How to Debug a Failing MCP Server in Claude Code
Diagnose why an MCP server shows as failed using the /mcp panel, the CLI, and verbose logging.
A red failed status next to an MCP server usually means the launch command crashed, a path is wrong, or auth expired. This guide gives you a repeatable order of checks so you can find the cause quickly instead of guessing.
- An MCP server that is showing failed or disconnected
- Terminal access to the project
- The original command you used to add the server
Step 1: Read the status in the /mcp panel
Inside a session, open the /mcp panel. It shows each server with a status and, for failures, often a short error. Note whether the problem is connection or authentication, because the fix differs.

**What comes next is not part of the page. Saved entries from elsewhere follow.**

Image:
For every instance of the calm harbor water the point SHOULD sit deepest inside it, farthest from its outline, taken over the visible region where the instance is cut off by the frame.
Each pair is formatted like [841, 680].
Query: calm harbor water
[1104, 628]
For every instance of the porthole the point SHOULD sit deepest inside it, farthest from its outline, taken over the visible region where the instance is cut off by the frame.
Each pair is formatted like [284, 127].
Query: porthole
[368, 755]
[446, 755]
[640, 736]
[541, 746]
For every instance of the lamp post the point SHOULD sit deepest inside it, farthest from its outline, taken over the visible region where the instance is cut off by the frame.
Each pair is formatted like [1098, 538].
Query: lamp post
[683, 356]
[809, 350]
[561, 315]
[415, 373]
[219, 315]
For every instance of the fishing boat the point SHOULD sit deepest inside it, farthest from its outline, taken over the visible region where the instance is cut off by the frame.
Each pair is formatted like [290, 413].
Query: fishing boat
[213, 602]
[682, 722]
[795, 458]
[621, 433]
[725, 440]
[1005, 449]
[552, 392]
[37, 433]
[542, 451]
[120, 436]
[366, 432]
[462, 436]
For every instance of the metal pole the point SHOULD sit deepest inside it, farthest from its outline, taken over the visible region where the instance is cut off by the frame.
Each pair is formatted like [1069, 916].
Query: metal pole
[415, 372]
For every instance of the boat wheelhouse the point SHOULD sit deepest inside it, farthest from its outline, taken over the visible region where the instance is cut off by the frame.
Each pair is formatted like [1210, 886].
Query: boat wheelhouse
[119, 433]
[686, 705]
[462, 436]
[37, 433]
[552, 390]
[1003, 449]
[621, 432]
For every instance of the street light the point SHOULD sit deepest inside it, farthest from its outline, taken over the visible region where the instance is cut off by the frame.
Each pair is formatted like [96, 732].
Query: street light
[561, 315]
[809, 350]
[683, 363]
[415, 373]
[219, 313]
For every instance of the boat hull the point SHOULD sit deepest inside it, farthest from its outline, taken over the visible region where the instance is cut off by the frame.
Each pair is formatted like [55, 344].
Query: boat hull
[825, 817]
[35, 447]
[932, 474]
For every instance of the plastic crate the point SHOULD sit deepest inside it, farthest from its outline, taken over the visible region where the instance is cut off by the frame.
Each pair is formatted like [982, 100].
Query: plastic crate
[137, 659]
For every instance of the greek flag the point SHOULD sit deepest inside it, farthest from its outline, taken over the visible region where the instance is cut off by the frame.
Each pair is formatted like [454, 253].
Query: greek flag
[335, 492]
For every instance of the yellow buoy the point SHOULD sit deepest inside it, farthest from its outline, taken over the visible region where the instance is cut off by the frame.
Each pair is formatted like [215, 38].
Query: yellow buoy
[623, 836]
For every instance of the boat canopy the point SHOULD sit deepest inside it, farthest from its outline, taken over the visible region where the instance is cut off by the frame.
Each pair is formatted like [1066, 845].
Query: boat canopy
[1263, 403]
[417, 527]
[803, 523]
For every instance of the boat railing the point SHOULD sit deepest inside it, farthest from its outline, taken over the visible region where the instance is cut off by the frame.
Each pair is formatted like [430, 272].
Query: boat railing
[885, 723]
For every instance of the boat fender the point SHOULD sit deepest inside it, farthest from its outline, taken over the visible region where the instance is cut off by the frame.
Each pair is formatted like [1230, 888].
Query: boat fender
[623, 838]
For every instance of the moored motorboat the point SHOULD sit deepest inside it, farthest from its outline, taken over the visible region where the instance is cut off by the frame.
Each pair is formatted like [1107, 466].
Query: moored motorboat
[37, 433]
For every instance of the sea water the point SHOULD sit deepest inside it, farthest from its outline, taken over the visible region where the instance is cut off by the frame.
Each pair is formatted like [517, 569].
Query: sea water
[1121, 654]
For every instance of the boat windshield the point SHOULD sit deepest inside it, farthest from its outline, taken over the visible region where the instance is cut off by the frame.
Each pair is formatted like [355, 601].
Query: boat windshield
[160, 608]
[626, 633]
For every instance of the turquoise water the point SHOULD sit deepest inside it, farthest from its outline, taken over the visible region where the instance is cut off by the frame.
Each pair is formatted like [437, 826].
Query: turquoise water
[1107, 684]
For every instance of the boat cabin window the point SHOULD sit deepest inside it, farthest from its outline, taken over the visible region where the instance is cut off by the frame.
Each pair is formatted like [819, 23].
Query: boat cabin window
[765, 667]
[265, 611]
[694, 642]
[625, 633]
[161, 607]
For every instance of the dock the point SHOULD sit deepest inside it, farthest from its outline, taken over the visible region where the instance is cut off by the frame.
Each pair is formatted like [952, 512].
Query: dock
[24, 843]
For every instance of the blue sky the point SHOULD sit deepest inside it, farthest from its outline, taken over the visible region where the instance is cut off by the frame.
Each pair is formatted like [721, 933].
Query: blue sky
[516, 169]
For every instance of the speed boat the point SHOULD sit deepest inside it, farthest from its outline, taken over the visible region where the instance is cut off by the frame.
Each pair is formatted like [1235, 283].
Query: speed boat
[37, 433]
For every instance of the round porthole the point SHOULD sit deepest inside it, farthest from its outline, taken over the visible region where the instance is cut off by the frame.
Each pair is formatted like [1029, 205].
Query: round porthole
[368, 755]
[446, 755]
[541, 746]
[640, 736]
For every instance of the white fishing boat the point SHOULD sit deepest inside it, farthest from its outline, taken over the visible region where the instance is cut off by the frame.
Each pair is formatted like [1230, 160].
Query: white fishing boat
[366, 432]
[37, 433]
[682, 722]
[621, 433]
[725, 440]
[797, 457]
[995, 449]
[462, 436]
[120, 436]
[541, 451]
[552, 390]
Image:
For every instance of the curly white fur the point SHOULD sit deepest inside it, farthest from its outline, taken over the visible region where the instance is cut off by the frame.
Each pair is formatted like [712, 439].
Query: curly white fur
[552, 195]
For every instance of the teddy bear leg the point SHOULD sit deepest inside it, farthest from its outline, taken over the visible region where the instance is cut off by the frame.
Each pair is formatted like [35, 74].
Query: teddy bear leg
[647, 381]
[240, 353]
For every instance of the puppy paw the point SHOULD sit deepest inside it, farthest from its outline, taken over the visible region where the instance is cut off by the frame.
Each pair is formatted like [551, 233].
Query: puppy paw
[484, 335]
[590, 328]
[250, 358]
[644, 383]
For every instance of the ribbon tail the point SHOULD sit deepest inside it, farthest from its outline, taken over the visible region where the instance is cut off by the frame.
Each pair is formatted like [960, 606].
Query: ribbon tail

Step 2: Reproduce the launch outside Claude
The most common failure is the launch command itself. Run the exact command you gave to claude mcp add directly in your shell. If it errors there, the problem is the command or the environment, not Claude Code.
Step 3: Launch Claude with MCP debugging on
Start Claude Code with the debug flag to print the handshake and any stderr from the server. This surfaces missing modules, bad arguments, and protocol errors that the panel summarizes too briefly.
claude --mcp-debugStep 4: Re-authenticate remote servers
If the failure is on a remote server and the message mentions auth or 401, the token expired. Open /mcp, select the server, and authenticate again. Local servers never need this; only OAuth-backed remote ones do.
Result: a clear path from a red failed badge to the actual cause, whether it is a bad launch command, a PATH gap, or an expired token, so you can fix it on the first try.